Под осыпающимся потолком — страница 19 из 26

И вот еще что. На могилах других покойных скорбящие близкие зажигают свечи, оставляют цветы, яблоки, мелкие пирожные, сигареты, газеты, кусочки сахара и другие предметы, необходимые на том свете, а вот возле скромного надгробья Бодо кто-то упорно кладет солнечные очки. Дешевые пластмассовые очки, купленные с уличного лотка. И хотя кто-то другой их через некоторое время крадет, тот, первый, приносит очки снова. Как будто заботится, чтобы Бодо на том свете, даже на время, не остался без них.

Так далеко, что никогда и не вернулся

Кто? Вейка? Знаю, что он исчез. Небо нахмурилось на западе, в стороне Чачака. Неожиданная летняя гроза застала Вейку посреди главной городской площади. На открытом месте. Хотя он, как всегда, находился по адресу постоянного места жительства, а именно: в слишком большом плаще-болонье, номер XXXL.

Вейко не сумел спрятаться от ветра. В ближайшие банки, магазины или в холл гостиницы «Турист» его бы не впустили. Легкий как перышко, он тут же взлетел, вопреки своему желанию. Только и успел, что бросить из кармана клубок красных шерстяных ниток. Внизу клубок подобрали дети, и теперь Вейка, привязанный за петлю на отвороте, летел как змей. То вверх, то вниз. Слишком широкий плащ-болонья то наполнялся воздухом, то опадал. Потом снова надувался. Снизу его то подтягивали, то отпускали. Дети играли с Вейкой, как с воздушным змеем.

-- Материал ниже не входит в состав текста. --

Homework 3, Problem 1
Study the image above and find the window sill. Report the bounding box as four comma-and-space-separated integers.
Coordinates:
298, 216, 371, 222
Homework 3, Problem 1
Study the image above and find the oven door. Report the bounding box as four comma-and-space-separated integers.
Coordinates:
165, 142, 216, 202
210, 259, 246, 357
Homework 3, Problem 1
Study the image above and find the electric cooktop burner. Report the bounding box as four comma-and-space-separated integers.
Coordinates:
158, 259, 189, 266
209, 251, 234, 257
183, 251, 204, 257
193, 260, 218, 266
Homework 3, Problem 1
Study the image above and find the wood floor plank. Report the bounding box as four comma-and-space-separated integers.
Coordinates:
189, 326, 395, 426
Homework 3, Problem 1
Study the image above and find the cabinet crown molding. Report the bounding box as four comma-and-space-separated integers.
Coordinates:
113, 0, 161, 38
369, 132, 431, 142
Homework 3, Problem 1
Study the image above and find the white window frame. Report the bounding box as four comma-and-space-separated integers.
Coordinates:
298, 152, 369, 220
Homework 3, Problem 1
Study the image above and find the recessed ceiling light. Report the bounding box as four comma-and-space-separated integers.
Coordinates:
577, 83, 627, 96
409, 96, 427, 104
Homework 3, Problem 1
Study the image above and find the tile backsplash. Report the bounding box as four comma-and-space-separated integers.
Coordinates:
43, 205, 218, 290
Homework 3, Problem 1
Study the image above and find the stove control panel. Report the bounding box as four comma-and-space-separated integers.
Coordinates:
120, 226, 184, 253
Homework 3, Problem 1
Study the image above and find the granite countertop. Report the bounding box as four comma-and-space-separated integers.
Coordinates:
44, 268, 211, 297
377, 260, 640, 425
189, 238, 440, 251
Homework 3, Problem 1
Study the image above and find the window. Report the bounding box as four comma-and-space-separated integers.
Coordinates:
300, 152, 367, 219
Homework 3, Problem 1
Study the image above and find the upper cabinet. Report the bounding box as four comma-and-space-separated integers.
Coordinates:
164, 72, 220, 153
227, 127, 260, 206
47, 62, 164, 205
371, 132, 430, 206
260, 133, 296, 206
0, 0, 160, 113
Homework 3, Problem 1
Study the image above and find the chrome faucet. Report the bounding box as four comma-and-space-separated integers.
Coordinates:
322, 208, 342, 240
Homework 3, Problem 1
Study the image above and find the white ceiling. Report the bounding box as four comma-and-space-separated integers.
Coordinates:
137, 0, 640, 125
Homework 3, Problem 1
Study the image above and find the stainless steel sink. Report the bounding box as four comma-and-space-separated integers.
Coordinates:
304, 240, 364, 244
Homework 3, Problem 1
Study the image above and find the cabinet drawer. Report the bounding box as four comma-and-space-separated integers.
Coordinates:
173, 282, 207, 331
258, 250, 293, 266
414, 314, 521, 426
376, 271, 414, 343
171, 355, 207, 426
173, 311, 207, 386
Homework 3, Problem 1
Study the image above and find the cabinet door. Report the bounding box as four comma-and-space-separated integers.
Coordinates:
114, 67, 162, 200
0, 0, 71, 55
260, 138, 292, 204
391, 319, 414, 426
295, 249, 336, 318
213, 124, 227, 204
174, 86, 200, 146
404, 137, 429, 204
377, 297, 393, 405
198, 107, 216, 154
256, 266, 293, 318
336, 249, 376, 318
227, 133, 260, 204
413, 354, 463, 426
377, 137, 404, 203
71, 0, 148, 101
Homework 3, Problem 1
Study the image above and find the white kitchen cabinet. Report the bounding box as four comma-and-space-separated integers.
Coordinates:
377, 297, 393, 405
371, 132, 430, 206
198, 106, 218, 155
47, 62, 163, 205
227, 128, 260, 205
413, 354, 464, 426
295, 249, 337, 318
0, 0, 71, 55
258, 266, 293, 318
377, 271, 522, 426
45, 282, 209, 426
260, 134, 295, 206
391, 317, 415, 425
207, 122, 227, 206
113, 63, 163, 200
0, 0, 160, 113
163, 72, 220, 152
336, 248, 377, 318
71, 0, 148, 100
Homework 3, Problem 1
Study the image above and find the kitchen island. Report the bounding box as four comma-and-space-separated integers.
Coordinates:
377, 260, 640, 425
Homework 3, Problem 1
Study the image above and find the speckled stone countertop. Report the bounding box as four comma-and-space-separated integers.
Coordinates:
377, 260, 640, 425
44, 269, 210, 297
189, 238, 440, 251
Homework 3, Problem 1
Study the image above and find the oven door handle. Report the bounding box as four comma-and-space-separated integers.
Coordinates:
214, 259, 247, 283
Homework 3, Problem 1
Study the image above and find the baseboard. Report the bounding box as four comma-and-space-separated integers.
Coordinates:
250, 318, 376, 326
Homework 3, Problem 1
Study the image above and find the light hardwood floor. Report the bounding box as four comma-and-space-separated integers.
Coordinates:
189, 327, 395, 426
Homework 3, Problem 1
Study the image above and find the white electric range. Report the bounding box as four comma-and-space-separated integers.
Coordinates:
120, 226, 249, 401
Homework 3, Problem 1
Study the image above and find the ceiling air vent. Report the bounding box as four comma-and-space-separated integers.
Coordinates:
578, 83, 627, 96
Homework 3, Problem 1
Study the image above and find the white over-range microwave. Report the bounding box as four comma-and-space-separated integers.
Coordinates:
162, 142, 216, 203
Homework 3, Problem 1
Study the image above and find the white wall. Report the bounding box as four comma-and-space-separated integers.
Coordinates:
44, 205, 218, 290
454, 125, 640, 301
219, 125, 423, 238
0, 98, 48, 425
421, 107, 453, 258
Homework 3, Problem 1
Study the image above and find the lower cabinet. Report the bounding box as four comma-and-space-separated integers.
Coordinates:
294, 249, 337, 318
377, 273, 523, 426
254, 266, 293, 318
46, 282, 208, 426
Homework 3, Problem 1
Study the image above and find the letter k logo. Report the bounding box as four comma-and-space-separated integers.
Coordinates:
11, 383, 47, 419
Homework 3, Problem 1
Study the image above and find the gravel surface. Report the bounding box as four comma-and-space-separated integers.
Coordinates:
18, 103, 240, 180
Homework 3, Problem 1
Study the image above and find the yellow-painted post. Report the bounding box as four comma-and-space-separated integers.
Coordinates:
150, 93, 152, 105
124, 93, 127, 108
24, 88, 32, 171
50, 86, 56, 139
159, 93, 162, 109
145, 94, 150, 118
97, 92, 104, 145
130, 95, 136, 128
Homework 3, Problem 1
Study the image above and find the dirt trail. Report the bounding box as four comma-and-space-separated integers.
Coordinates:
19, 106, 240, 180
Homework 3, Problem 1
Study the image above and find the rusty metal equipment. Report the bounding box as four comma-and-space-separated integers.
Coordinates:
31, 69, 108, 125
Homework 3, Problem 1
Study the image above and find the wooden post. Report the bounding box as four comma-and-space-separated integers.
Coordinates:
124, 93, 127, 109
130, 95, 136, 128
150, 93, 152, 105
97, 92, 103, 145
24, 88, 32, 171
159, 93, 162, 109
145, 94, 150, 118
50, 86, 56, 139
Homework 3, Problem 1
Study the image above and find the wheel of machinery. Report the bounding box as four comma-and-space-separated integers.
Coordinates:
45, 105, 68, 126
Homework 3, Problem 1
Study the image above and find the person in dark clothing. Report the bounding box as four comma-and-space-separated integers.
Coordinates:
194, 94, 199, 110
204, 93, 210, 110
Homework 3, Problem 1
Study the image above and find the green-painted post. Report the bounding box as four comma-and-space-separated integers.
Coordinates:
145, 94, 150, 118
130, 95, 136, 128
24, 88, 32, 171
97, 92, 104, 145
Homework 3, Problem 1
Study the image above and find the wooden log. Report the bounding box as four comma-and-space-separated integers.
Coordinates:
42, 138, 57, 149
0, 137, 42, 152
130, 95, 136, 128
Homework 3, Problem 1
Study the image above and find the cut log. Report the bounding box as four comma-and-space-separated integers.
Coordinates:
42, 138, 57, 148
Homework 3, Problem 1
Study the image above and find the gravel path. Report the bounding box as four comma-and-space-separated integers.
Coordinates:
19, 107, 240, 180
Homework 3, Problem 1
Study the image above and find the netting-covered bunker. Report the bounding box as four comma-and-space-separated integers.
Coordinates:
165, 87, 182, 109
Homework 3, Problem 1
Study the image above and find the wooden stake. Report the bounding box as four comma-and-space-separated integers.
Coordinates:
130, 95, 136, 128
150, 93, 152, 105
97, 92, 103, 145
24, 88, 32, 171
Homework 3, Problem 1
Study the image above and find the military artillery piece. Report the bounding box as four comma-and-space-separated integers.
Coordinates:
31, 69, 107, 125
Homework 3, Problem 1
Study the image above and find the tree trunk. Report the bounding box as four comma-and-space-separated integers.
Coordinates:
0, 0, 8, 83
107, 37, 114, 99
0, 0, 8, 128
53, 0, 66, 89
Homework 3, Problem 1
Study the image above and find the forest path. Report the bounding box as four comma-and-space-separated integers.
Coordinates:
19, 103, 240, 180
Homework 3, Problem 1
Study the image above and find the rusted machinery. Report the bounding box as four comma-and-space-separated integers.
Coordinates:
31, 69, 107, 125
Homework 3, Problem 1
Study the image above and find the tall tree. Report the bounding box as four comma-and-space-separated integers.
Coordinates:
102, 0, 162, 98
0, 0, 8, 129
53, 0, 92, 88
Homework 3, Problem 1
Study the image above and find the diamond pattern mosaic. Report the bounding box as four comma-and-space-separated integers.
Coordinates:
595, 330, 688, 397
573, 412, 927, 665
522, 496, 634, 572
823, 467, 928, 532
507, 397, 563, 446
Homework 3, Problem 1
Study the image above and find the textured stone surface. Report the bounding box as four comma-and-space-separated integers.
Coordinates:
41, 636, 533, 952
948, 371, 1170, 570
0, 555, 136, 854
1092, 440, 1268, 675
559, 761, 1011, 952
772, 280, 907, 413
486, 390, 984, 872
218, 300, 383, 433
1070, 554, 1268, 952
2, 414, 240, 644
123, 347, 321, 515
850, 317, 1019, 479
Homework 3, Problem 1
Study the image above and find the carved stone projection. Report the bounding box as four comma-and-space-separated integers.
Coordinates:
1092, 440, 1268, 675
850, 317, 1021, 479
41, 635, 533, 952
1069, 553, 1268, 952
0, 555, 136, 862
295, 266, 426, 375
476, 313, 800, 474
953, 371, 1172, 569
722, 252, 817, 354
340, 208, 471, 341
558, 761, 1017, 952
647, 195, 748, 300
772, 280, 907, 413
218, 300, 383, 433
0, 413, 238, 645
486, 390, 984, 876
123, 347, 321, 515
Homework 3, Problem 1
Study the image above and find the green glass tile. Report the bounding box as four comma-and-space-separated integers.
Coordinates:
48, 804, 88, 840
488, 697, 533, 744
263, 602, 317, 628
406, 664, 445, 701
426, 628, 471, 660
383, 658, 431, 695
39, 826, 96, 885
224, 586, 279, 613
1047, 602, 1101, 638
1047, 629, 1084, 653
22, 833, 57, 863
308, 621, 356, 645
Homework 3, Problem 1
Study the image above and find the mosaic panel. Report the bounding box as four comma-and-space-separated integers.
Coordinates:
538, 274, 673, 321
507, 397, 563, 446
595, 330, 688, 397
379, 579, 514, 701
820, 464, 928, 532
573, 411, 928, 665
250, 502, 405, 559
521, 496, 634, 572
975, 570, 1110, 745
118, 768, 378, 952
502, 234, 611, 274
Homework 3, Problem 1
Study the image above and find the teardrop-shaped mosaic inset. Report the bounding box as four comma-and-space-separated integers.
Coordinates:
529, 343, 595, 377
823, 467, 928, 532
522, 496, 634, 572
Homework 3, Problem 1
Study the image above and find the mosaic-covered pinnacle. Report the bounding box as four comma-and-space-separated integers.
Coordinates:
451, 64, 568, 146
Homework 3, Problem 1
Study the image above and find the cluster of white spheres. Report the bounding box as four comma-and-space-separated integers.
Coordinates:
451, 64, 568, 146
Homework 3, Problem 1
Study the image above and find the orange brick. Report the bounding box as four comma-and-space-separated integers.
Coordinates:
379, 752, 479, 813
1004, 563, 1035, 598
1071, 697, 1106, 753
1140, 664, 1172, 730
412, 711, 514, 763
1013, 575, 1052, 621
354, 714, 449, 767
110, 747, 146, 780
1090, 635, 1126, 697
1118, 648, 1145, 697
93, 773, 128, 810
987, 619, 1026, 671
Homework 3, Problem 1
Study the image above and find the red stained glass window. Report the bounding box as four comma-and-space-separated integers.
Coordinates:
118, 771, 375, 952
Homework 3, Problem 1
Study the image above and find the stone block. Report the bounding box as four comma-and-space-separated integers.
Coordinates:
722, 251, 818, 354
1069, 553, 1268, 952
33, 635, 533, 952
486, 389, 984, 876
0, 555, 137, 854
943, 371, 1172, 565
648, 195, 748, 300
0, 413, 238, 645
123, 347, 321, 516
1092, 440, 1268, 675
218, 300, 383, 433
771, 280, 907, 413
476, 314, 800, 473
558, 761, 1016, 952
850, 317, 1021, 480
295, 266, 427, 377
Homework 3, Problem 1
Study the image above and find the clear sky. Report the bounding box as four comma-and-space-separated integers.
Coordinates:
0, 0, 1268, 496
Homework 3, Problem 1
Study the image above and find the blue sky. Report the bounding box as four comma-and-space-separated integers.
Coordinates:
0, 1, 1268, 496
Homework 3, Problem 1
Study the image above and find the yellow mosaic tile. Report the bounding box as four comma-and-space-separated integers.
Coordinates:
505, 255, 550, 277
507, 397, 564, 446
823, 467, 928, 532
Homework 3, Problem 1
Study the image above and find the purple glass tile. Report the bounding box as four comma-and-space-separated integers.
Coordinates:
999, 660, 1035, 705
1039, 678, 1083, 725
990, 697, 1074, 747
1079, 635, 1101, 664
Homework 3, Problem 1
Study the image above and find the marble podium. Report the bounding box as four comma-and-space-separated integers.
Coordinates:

А Вейка раскидывал в стороны руки и парил. Чего только он не выделывал! Как на воздушном параде. Есть свидетели, которые утверждают, что, освободившись от страха, он кричал сверху:

– Эгей, люди, как же здесь хорошо!

Есть и такие, которые рассказывают, что он выбрасывал из карманов мелочь, что монеты звякали о крыши домов вокруг площади, а Вейка, по мере того как освобождался от денежного балласта, удалялся от земли все дальше и дальше. А другие добавляли, что там, наверху, он два или три раза надставлял красную нитку, пока у него в кармане оставались клубки.

Тем временем, незадолго до того, как ветер стих и упали первые капли теплого летнего дождя, шерстяная нитка оборвалась, и Вейка, теперь неуправляемый, крутясь то вправо, то влево, исчез. Да, к счастью или к несчастью, как раз перед началом дождя, такого крупного, что от него пришлось спрятаться даже птицам, красная шерстяная нитка оборвалась, и Вейка в мгновение ока исчез где-то за горизонтом. Улетел так далеко, что никогда и не вернулся. Должно быть, по своей воле. Потому что некоторые клянутся, что иногда видят Вейку то там, то здесь, он летит, он парит в небе, в своем слишком широком плаще-болонье, по-прежнему выкрикивая:

– Эгей, люди, как же здесь хорошо!

Разумеется, есть и такие, кто во все это не верит. Ну и ладно. Пусть не верят. Вейка от этого ничего не потерял.

Дублированные фильмы

Драган и Гаги без паспортов бежали в Италию. Там они постоянно переселялись из города в город, чтобы избежать высылки.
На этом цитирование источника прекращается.